Performance Tuning for Homelab Hardware
The LGTM stack is designed for large-scale deployments, so the defaults are often too aggressive for homelab hardware. Here are the adjustments that matter most.
Memory Limits
Set container memory limits to prevent any single component from consuming all available RAM:
services:
mimir:
deploy:
resources:
limits:
memory: 2g
loki:
deploy:
resources:
limits:
memory: 1g
tempo:
deploy:
resources:
limits:
memory: 1g
grafana:
deploy:
resources:
limits:
memory: 512m
Reducing Mimir Resource Usage
Add these to your Mimir config for lower memory consumption:
ingester:
ring:
kvstore:
store: memberlist
replication_factor: 1
max_transfer_retries: 0
compactor:
compaction_interval: 30m # less frequent than default
querier:
max_concurrent: 4 # limit parallel queries
Loki Chunk Tuning
ingester:
chunk_idle_period: 30m
chunk_retain_period: 1m
max_chunk_age: 2h
Larger chunks mean fewer index entries and better compression, at the cost of slightly higher memory usage during ingestion.
Alerting
Mimir supports Prometheus-compatible alerting rules. Create a rules file:
# ~/docker/lgtm-stack/config/rules/homelab-alerts.yaml
groups:
- name: homelab
interval: 1m
rules:
- alert: HighCPU
expr: 100 - (avg by(instance) (rate(node_cpu_seconds_total{mode="idle"}[5m])) * 100) > 85
for: 10m
labels:
severity: warning
annotations:
summary: "High CPU on {{ $labels.instance }}"
- alert: DiskSpaceLow
expr: (node_filesystem_avail_bytes{mountpoint="/"} / node_filesystem_size_bytes{mountpoint="/"}) < 0.1
for: 5m
labels:
severity: critical
annotations:
summary: "Disk space below 10% on {{ $labels.instance }}"
- alert: HighErrorRate
expr: sum(rate({job=~".+"} |= "error" [5m])) by (job) > 10
for: 5m
labels:
severity: warning
annotations:
summary: "High error rate in {{ $labels.job }} logs"
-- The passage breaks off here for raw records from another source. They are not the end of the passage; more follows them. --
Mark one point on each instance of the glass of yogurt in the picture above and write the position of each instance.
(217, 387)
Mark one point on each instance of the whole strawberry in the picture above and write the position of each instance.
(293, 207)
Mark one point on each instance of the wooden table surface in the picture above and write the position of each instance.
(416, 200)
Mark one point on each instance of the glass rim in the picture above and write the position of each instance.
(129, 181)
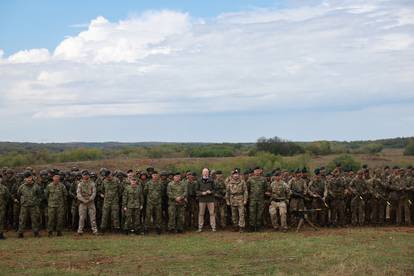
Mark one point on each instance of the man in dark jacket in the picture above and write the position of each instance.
(205, 193)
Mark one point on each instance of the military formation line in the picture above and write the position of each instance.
(138, 202)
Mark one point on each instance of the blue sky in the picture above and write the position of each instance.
(211, 71)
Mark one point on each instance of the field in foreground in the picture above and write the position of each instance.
(381, 251)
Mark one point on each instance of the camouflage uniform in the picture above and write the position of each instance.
(317, 192)
(56, 195)
(256, 186)
(30, 196)
(192, 205)
(237, 196)
(358, 187)
(133, 201)
(336, 188)
(221, 207)
(86, 193)
(279, 197)
(153, 192)
(176, 209)
(378, 200)
(4, 199)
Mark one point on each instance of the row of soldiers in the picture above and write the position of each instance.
(135, 202)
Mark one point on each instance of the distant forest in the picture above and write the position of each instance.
(15, 154)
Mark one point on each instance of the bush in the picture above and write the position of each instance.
(346, 161)
(409, 149)
(276, 145)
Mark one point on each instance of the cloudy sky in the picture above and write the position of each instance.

Mount the rules directory into the Mimir container and add the ruler configuration:
# Add to mimir.yaml
ruler:
rule_path: /data/rules-temp
alertmanager_url: http://alertmanager:9093
ring:
kvstore:
store: memberlist
Maintenance and Upgrades
Backup Strategy
The critical data to back up:
- Grafana dashboards: Export as JSON or use provisioning files (version-controlled)
- Configuration files: Already in your
config/directory (version-control this) - Alert rules: Version-control alongside configurations
- Data directories: Optional. Metrics and logs can be re-collected, but historical data is nice to keep
Upgrading Components
The LGTM components follow a regular release cadence. To upgrade:
cd ~/docker/lgtm-stack
docker compose pull
docker compose up -d
Check the Grafana Labs changelog before upgrading. Mimir and Loki occasionally introduce breaking config changes between minor versions. Pin to specific versions in production:
services:
mimir:
image: grafana/mimir:2.14.0 # pin version
Monitoring the Monitors
Alloy's built-in UI at port 12345 shows the health of every pipeline component. Check it when something seems wrong. Additionally, Mimir, Loki, and Tempo all expose /ready and /metrics endpoints. Add these to your Alloy scrape config for meta-monitoring.
Next Steps
Once the base LGTM stack is running, consider:
- Adding more Alloy instances on other homelab machines to collect metrics and logs remotely
- Setting up Alertmanager for routing alerts to ntfy, Gotify, or email
- Creating SLO dashboards using Tempo's service graph metrics
- Enabling exemplars in your application metrics for direct metric-to-trace linking
- Adding synthetic monitoring with Grafana's k6 or Blackbox Exporter
The LGTM stack is a serious observability platform running on homelab hardware. It gives you the same tooling that companies use to monitor production systems at scale, and once configured, it mostly runs itself. The initial setup investment pays off every time you need to debug an issue and can correlate metrics, logs, and traces in a single pane of glass.